Sunday, July 30, 2017

A Song A Day: Madness, "House of Fun"

JULY 30, 2017



RELEASED 1982 ON 7”45

The British band Madness, which emerged from the late 1970s ska revival in Britain, soon proved itself an unstoppable hit machine, cranking out catchy single after catchy single and even cracking the U.S. charts on occasion.

Their overwhelming success made the likeable, funny seven-piece almost a national institution, the U.K.’s most popular singles act in years. Using the fairly new medium of rock video to its greatest advantage, the band enjoyed 19 straight top 20 singles in the British charts at one point. But “House of Fun,” issued in 1982, was the band’s only #1.

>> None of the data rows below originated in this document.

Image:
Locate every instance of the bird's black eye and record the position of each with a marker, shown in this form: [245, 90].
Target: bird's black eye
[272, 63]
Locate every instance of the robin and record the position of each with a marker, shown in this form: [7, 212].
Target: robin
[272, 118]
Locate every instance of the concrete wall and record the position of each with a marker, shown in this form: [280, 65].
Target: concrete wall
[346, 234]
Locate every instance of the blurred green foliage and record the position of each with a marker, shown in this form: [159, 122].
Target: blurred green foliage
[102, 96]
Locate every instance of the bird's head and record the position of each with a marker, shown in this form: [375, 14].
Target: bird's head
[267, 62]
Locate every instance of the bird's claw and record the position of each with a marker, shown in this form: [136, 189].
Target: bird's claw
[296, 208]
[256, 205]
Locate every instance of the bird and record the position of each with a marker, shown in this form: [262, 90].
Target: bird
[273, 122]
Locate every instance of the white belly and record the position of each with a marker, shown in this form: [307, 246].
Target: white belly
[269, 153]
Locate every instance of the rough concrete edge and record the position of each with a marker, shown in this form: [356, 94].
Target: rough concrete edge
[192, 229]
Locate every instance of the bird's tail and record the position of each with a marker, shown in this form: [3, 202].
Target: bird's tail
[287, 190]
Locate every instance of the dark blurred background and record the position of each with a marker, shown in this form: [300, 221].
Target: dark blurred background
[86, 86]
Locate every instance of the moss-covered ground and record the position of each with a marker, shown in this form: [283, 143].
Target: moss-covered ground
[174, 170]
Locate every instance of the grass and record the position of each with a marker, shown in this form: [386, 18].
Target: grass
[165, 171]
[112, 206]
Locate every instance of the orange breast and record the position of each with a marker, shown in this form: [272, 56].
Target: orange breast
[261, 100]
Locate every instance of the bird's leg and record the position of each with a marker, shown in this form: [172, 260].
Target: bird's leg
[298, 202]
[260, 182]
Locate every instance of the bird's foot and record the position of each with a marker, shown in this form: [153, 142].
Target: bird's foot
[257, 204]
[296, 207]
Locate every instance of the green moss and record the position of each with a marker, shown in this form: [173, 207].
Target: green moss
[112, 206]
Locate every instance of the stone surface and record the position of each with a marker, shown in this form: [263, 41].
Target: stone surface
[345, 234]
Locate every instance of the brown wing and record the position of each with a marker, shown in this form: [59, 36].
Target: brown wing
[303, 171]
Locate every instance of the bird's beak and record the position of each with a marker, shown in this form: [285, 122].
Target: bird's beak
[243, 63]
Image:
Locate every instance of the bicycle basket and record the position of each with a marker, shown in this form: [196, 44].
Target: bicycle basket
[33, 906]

The band had progressed quickly from its ska origins and, with five songwriters and several singers, proved itself a worthy emulator of such utterly British writers as Ray Davies, Noel Coward, and David Bowie. 

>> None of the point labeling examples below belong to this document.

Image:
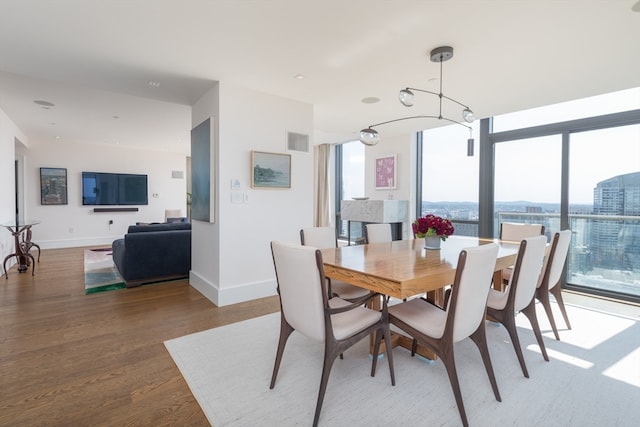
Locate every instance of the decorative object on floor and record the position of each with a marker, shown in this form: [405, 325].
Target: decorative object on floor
[370, 136]
[99, 272]
[434, 229]
[22, 249]
[270, 170]
[229, 366]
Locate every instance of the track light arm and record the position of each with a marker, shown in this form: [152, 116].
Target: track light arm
[441, 95]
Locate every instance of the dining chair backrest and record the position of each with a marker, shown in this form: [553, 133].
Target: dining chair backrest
[470, 290]
[530, 258]
[301, 287]
[517, 232]
[172, 213]
[319, 237]
[557, 257]
[376, 233]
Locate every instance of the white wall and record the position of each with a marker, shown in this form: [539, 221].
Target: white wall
[77, 225]
[9, 132]
[245, 120]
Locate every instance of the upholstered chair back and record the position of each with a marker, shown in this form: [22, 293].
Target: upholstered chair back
[558, 254]
[377, 233]
[518, 232]
[471, 289]
[301, 288]
[530, 269]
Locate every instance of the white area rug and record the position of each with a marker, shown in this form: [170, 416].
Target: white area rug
[592, 379]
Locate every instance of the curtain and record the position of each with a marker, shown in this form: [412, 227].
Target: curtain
[321, 216]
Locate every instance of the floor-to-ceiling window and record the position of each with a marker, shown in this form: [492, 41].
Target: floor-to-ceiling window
[350, 182]
[449, 182]
[604, 210]
[527, 180]
[574, 165]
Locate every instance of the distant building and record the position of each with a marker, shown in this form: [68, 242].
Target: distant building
[616, 243]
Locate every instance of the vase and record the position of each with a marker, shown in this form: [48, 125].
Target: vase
[432, 242]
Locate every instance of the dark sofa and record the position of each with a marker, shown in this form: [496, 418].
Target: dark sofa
[153, 253]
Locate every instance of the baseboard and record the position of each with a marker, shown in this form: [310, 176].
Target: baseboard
[233, 295]
[75, 243]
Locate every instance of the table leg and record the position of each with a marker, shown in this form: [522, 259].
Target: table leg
[397, 339]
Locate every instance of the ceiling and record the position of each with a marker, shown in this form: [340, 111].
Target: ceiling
[94, 59]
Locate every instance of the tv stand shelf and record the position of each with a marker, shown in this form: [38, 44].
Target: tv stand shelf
[115, 209]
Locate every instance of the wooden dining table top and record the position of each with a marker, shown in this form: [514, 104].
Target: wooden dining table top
[404, 268]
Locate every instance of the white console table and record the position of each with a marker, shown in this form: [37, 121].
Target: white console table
[394, 212]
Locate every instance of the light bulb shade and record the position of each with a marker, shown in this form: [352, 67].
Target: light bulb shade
[467, 115]
[369, 136]
[406, 97]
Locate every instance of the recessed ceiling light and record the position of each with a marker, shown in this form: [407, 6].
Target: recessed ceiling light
[44, 103]
[370, 100]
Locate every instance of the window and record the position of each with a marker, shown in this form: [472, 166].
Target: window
[450, 178]
[350, 182]
[574, 165]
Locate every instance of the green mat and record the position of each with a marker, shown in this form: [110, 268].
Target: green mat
[100, 274]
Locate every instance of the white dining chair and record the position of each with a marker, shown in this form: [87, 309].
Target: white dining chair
[325, 237]
[549, 282]
[376, 233]
[516, 232]
[306, 308]
[464, 316]
[518, 296]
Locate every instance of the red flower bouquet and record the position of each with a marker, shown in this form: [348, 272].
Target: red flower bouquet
[431, 225]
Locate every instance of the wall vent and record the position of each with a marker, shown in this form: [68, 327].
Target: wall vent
[297, 142]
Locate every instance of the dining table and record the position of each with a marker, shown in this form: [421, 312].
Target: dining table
[405, 268]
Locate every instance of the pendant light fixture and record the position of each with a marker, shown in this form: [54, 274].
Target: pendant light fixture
[370, 136]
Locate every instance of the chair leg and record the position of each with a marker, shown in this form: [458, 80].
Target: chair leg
[543, 296]
[329, 358]
[33, 264]
[530, 312]
[509, 322]
[557, 293]
[479, 337]
[285, 332]
[450, 364]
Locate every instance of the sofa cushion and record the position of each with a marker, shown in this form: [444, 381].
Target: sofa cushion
[159, 227]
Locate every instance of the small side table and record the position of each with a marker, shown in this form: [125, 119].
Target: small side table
[23, 247]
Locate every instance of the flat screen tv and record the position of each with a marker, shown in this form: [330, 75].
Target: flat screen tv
[99, 188]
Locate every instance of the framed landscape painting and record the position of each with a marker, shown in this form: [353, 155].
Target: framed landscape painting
[270, 170]
[386, 172]
[53, 186]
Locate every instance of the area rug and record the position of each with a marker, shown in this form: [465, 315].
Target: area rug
[592, 379]
[100, 274]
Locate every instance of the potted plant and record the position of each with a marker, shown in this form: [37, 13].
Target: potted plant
[434, 229]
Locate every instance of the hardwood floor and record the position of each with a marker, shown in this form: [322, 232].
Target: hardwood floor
[70, 359]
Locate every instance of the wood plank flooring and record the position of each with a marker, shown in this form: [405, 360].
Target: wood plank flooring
[70, 359]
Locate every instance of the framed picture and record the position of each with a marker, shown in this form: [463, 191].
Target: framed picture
[53, 186]
[386, 172]
[270, 170]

Madness refused to call its music ska, pop, or rock, instead referring to it simply as “nutty” for its bouncy mix of horns, keyboards, rollicking rhythms, and a wide palette of sound.

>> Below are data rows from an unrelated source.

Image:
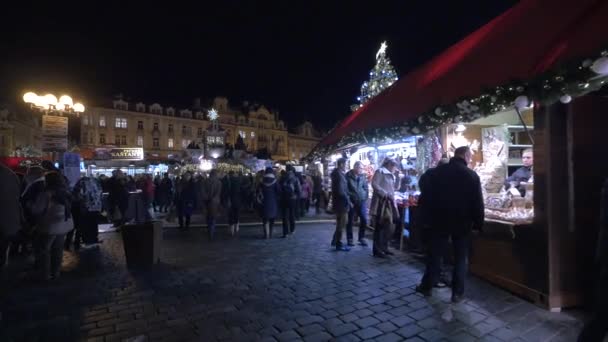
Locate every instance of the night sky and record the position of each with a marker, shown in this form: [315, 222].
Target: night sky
[305, 58]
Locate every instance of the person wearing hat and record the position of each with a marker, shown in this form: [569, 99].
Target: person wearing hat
[341, 202]
[383, 208]
[267, 199]
[456, 194]
[11, 218]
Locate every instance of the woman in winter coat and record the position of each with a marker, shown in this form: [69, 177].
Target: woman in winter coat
[383, 209]
[185, 200]
[53, 207]
[304, 196]
[233, 193]
[268, 193]
[211, 194]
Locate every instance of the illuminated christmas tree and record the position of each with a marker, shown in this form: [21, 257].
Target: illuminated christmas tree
[382, 76]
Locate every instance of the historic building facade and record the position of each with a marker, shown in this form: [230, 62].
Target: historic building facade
[165, 131]
[19, 129]
[302, 141]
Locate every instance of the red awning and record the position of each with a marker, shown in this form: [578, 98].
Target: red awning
[532, 37]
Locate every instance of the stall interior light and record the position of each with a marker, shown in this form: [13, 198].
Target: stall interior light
[460, 128]
[394, 146]
[366, 149]
[335, 157]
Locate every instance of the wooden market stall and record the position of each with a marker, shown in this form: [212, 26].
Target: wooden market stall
[555, 57]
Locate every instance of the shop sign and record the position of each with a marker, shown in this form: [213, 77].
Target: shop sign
[54, 133]
[127, 153]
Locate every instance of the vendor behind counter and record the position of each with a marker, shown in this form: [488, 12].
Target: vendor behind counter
[523, 174]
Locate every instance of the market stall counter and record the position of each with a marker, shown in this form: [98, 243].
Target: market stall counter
[510, 255]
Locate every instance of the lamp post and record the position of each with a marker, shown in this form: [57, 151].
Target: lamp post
[48, 104]
[55, 129]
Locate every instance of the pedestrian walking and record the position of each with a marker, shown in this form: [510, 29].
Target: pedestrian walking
[185, 200]
[341, 202]
[34, 185]
[268, 199]
[596, 329]
[53, 207]
[317, 191]
[455, 194]
[304, 196]
[358, 192]
[11, 218]
[118, 197]
[233, 192]
[383, 208]
[87, 197]
[211, 195]
[290, 192]
[165, 193]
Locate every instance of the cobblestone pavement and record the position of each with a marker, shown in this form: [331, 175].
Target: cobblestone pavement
[250, 289]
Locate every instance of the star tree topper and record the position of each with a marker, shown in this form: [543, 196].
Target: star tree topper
[213, 115]
[382, 49]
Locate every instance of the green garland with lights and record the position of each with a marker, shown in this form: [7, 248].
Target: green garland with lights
[569, 80]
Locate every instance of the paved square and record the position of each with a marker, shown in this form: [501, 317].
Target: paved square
[250, 289]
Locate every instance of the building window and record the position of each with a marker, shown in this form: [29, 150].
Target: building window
[121, 123]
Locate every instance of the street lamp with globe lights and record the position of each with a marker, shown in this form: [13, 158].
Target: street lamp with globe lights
[49, 104]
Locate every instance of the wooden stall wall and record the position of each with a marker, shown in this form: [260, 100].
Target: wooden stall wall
[588, 125]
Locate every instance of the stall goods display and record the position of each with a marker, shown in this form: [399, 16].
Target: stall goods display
[514, 215]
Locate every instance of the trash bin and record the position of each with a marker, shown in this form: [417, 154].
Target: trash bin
[142, 243]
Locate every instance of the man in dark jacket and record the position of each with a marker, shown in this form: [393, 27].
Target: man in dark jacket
[597, 328]
[11, 217]
[290, 192]
[317, 191]
[358, 191]
[456, 202]
[341, 201]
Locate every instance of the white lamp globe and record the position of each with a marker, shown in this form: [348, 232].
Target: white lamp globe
[42, 101]
[50, 99]
[65, 100]
[78, 107]
[30, 97]
[521, 102]
[600, 66]
[565, 98]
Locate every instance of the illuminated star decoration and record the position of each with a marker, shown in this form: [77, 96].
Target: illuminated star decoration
[213, 115]
[382, 50]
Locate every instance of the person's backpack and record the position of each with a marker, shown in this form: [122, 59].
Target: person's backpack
[288, 188]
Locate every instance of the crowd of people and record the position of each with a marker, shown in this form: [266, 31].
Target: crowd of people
[50, 216]
[450, 203]
[45, 216]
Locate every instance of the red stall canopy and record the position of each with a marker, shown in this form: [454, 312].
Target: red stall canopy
[532, 37]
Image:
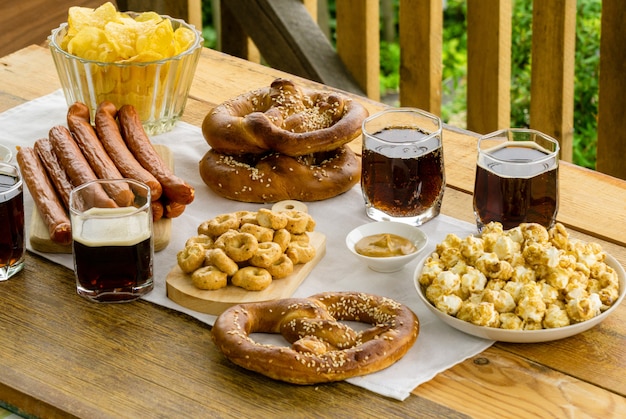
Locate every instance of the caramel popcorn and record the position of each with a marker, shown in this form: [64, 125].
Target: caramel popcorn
[526, 278]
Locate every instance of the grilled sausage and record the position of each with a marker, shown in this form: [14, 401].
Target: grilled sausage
[87, 140]
[76, 166]
[109, 134]
[133, 133]
[44, 195]
[61, 182]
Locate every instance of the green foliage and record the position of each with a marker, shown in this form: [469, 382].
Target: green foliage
[454, 57]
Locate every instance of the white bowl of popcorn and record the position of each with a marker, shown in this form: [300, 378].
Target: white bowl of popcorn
[524, 285]
[392, 245]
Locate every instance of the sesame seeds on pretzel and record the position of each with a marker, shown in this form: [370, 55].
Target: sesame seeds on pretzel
[283, 118]
[323, 348]
[278, 177]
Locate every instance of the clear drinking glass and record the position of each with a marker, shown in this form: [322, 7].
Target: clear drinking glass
[11, 221]
[113, 247]
[517, 178]
[403, 177]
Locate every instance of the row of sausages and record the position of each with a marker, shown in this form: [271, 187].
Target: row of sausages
[116, 147]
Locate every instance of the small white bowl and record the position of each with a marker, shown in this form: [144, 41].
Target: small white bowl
[5, 154]
[393, 263]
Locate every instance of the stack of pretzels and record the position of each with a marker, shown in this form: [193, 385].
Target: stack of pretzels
[282, 142]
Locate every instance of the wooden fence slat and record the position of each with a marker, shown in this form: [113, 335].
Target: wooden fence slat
[552, 71]
[611, 146]
[420, 34]
[488, 65]
[358, 42]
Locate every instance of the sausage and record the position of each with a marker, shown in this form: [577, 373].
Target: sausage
[44, 196]
[85, 136]
[174, 188]
[76, 166]
[56, 173]
[111, 138]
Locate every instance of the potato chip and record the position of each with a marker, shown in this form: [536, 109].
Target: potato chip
[92, 43]
[104, 34]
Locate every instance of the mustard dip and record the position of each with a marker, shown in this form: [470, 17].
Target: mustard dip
[384, 245]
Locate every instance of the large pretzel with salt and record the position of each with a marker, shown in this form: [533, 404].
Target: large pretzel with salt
[323, 349]
[284, 118]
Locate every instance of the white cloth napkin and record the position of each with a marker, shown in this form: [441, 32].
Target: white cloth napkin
[438, 346]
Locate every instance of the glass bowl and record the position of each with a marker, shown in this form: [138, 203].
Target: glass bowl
[157, 89]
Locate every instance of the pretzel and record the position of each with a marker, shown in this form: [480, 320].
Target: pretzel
[277, 177]
[323, 349]
[283, 118]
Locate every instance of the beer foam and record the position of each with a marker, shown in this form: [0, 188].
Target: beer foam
[111, 227]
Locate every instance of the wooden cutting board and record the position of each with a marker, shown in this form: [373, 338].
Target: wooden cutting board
[182, 291]
[40, 237]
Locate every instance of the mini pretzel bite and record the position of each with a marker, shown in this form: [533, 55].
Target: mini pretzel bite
[297, 221]
[209, 278]
[283, 238]
[219, 259]
[262, 234]
[271, 219]
[240, 246]
[220, 242]
[282, 268]
[266, 254]
[219, 225]
[201, 239]
[252, 278]
[246, 217]
[302, 238]
[300, 252]
[190, 258]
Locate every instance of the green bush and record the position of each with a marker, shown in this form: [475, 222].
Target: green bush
[454, 57]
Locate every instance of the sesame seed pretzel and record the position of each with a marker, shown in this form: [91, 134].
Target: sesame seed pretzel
[283, 118]
[323, 349]
[278, 177]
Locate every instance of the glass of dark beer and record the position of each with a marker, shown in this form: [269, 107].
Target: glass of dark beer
[402, 173]
[11, 221]
[113, 246]
[516, 178]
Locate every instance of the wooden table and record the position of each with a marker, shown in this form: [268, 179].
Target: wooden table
[63, 356]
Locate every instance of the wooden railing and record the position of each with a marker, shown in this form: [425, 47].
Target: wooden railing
[489, 60]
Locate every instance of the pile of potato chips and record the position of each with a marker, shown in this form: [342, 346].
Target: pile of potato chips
[106, 35]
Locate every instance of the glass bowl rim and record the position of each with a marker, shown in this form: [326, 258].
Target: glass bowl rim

Written by the band’s keyboardist, Mike Barson, and its sax player, Lee “Kix” Thompson, “House of Fun” is probably the nuttiest Madness single of all.

An odder subject for a smash hit might be harder to find. The lyrics concern a boy, who has just turned 16, attempting to buy condoms in a drugstore. Not only is his slang for condoms misunderstood by the salesperson, he is also consistently interrupted in his quest by people he knows walking into the shop. Oh, the embarrassment! The salesperson thinks the kid is just messing around and advises him to visit a novelty shop.

These goofy lyrics are backed by a singular, whirling, rollicking sound that feels a bit like being at five carnivals at the same time. The sax and trumpet provide disorienting discord, Barson’s keyboards evoke funhouse mirrors and rickety rides, and the rhythm section bounces along, about to go off the rails at any moment. The chorus is teetering, catchy, and utterly mad. It’s a truly capital 45, one of the most enjoyable three minutes I can imagine.